Pour sa part, l'Otan a redit sa "confiance absolue" dans le maintien d'un "engagement fort" des Etats-Unis, au moment où certains pays européens - en particulier ceux situés sur le flanc est de l'Alliance - s'inquiètent de l'arrivée de Donald Trump à la Maison Blanche, synonyme de possible détente avec Moscou.
'Inquiétude' à l'Otan
Aux quotidiens The Times et Bild, M. Trump a affirmé que l'Otan était "obsolète parce qu'elle a été conçue il y a des années et des années" et "parce qu'elle ne s'est pas occupée du terrorisme". En outre, a-t-il accusé, les pays membres "ne payent pas ce qu'ils devraient".
Seuls cinq des 28 pays de l'Otan (Etats-Unis, Royaume-Uni, Estonie, Grèce, Pologne) respectent un niveau de dépenses militaires au moins équivalent à 2% de leur Produit intérieur brut, le seuil souhaité par l'Alliance.

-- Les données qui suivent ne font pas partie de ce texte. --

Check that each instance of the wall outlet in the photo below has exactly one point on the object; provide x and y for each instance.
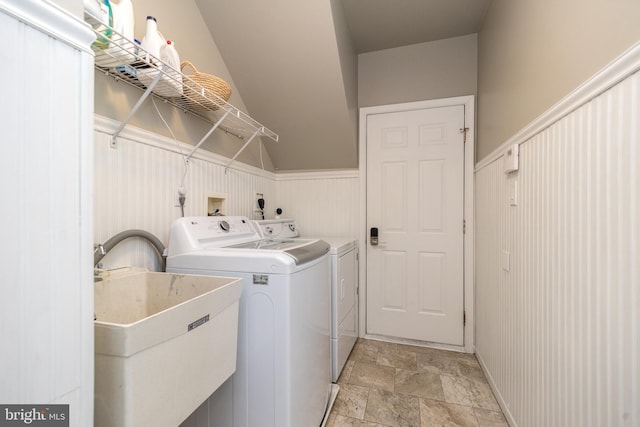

Les Etats-Unis garantissent environ 70% des dépenses militaires de l'organisation.
En sortant d'un rendez-vous avec le chef de l'Otan Jens Stoltenberg, le ministre allemand des Affaires étrangères, Frank-Walter Steinmeier, n'a pas caché l'"inquiétude" de l'Alliance atlantique.
Parler d'une Otan "obsolète", a-t-il toutefois relevé, c'est "en contradiction avec ce que le (futur) ministre de la Défense américain a dit lors de son audition à Washington il y a seulement quelques jours".
James Mattis, ancien général des Marines choisi par M. Trump pour diriger le Pentagone, a mis en garde contre la volonté du président russe, Vladimir Poutine, de "casser" l'Otan.
Une UE 'en mode attente'
Des déclarations de nature à rassurer les Européens attachés au maintien d'une position intransigeante avec Moscou, en plein conflit ukrainien.
Un diplomate européen a décrit à l'AFP une UE "en mode attente" face à des positions parfois contradictoires dans la future administration des Etats-Unis. "Un président n'est pas seul" pour décider, se rassure un autre diplomate.
Le chef de la diplomatie espagnole, Alfonso Dastis, a souhaité donner du temps à Donald Trump pour qu'il "apprenne à connaître l'UE et l'Otan de l'intérieur". "J'espère qu'il changera d'avis", a-t-il souhaité.
Donald Trump a évoqué dimanche la possibilité d'un accord de réduction des armements nucléaires avec la Russie en échange de la levée des sanctions qui la frappent, alors que l'UE vient de reconduire ses sanctions économiques.
Concernant l'accord de 2015 sur le nucléaire iranien, lui aussi fragilisé par la transition Obama/Trump, la chef de la diplomatie de l'UE, Federica Mogherini, a souligné que l'Union le jugeait "extrêmement important" et continuerait à oeuvrer à son "respect".
Pour le ministre luxembourgeois des Affaires étrangères, Jean Asselborn, il existe désormais une "possibilité de montrer à M. Trump que l'Europe n'est pas seulement une communauté solidaire" mais qu'elle "prend les Affaires étrangères au sérieux et sait bien que si on détruit la politique étrangère, les conséquences en seront d'une très grande portée".